Gallium arsenide photovoltaic (PV) cells were fitted with a pair of plastic lens arrays, created on a 3D printer. The top layer acts like a magnifying glass, while a bottom layer, under the cell, further focuses light, like a concave mirror. Energy flowing into these new devices can be concentrated up to 200 times by the layers.
A steerable focusing mechanism is also utilized in the system to concentrate sunlight. Previous attempts to focus sunlight with lenses would only function for around two hours, due to the apparent motion of the Sun across the sky. The new system was able to collect energy eight hours a day during laboratory testing, with minimal movement needed for tracking. This new device is smaller, and easier to install and operate, than any previous CPV system, allowing them to be installed on buildings.

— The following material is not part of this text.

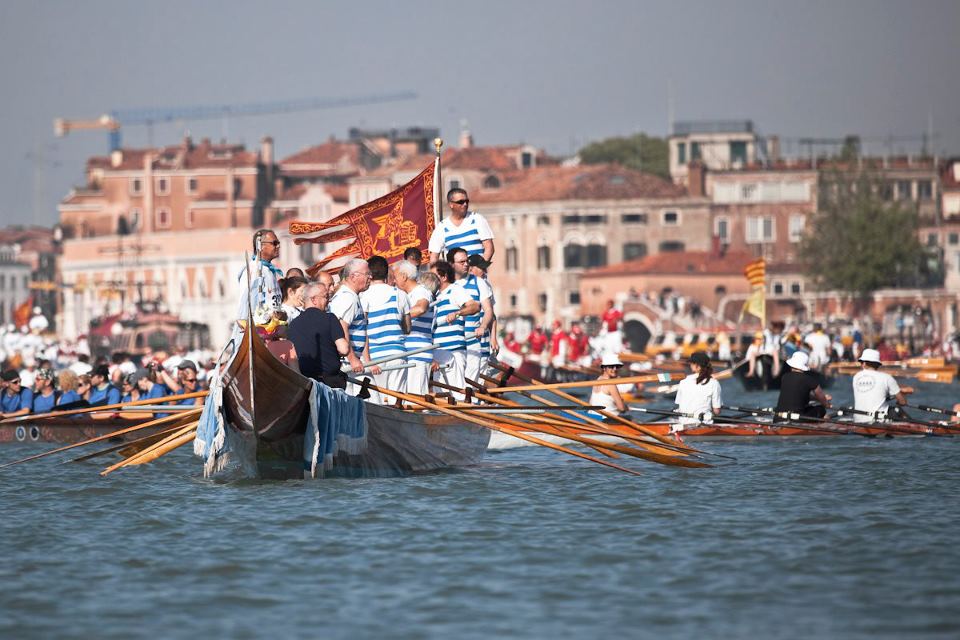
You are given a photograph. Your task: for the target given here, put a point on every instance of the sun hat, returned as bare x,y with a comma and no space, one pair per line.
799,361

The new solar panels are just four-tenths of an inch thick, and are constructed mostly of plastic and Plexiglass, making manufacture inexpensive.
Despite their high efficiency, CPV systems are not able to collect enough energy in cloudy environments to be practical for home use. However, they could represent a new generation of solar collection devices for users in the American southwest and other sunny locations.
“The vision is that such a microtracking CPV panel could be placed on a roof in the same space as a traditional solar panel and generate a lot more power. The simplicity of this solution is really what gives it practical value,” Giebink told the press.
Development of the new technique for delivering more efficient solar energy at home was profiled in the journal Nature Communications.